As starts go, it’s been a good one. The reaction to our first issue has been inspiring and everyone at ERP Today is very grateful for the kind words and encouragement. We know we have a lot of hard work ahead of us, and we certainly won’t be resting on our laurels, but so far so good. Our team is growing, the list of partners we are working with is expanding, and the number of CXOs subscribing has been incredible. Who said print was dead?
A lot of people have asked how is the best way to engage with us? We are still a very small team and although we have established lots of connections already, we rely on our contributors, advertisers and partners being proactive. If you have a great idea for an article, would like to see your organisation featured, or have a partnership idea, say hello and tell us your story.
We announced our awards initiative at our launch event and the response has been exceptional. We have already secured partnerships with a dozen leading brands and we can barely contain our excitement to announce the guest of honour, compère, and entertainment. The event will be a showcase for purpose-led innovation with a strong emphasis on young talent and customers. The awards will recognise excellence across the three pillars of the economy, the environment and society and will be the only truly independent recognition of merit within the sector.

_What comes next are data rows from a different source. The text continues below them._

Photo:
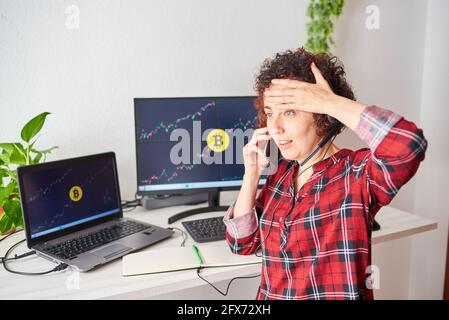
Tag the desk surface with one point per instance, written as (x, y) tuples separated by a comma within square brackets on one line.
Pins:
[(107, 282)]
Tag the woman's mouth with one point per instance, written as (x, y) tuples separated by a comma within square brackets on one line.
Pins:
[(284, 143)]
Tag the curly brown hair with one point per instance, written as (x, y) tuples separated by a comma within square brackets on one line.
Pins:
[(296, 65)]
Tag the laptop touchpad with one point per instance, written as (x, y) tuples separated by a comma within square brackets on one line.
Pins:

It’s been a busy few months for acquisitions, mergers and partnerships; IBM, Salesforce and Google have all snapped up targets; EQT’s acquisition of Acumatica puts them in the same stable as IFS; Oracle and Microsoft have become friends (at least their cloud divisions have); and NTT has merged all its businesses into one giant entity to enhance its position in the enterprise transformation market
There have been many others too and they all have one thing in common; the next generation of the cloud revolution. The first phase, which started almost 20 years ago, and has been in full swing for the last decade, was all about taking the tech we already had and putting it in some sort of cloud. Most of it wasn’t, and still isn’t, true cloud but the idea was simple enough and we all got on board. Applications, databases, and workloads are run on infrastructure that someone else maintains – the server room was a thing of the past and we all got used to thinking remotely rather than locally.
As we enter the second phase of the cloud era, the hybrid cloud era, we are now thinking about smarter, more secure, and less risky ways to deploy cloud technologies and better ways to derive meaningful insights from the data we capture. I expect to see no let-up in marriages of convenience between cloud vendors and analytics companies as they race to capture the business of savvy CIOs who don’t want all their eggs in one basket and demand more value from their data.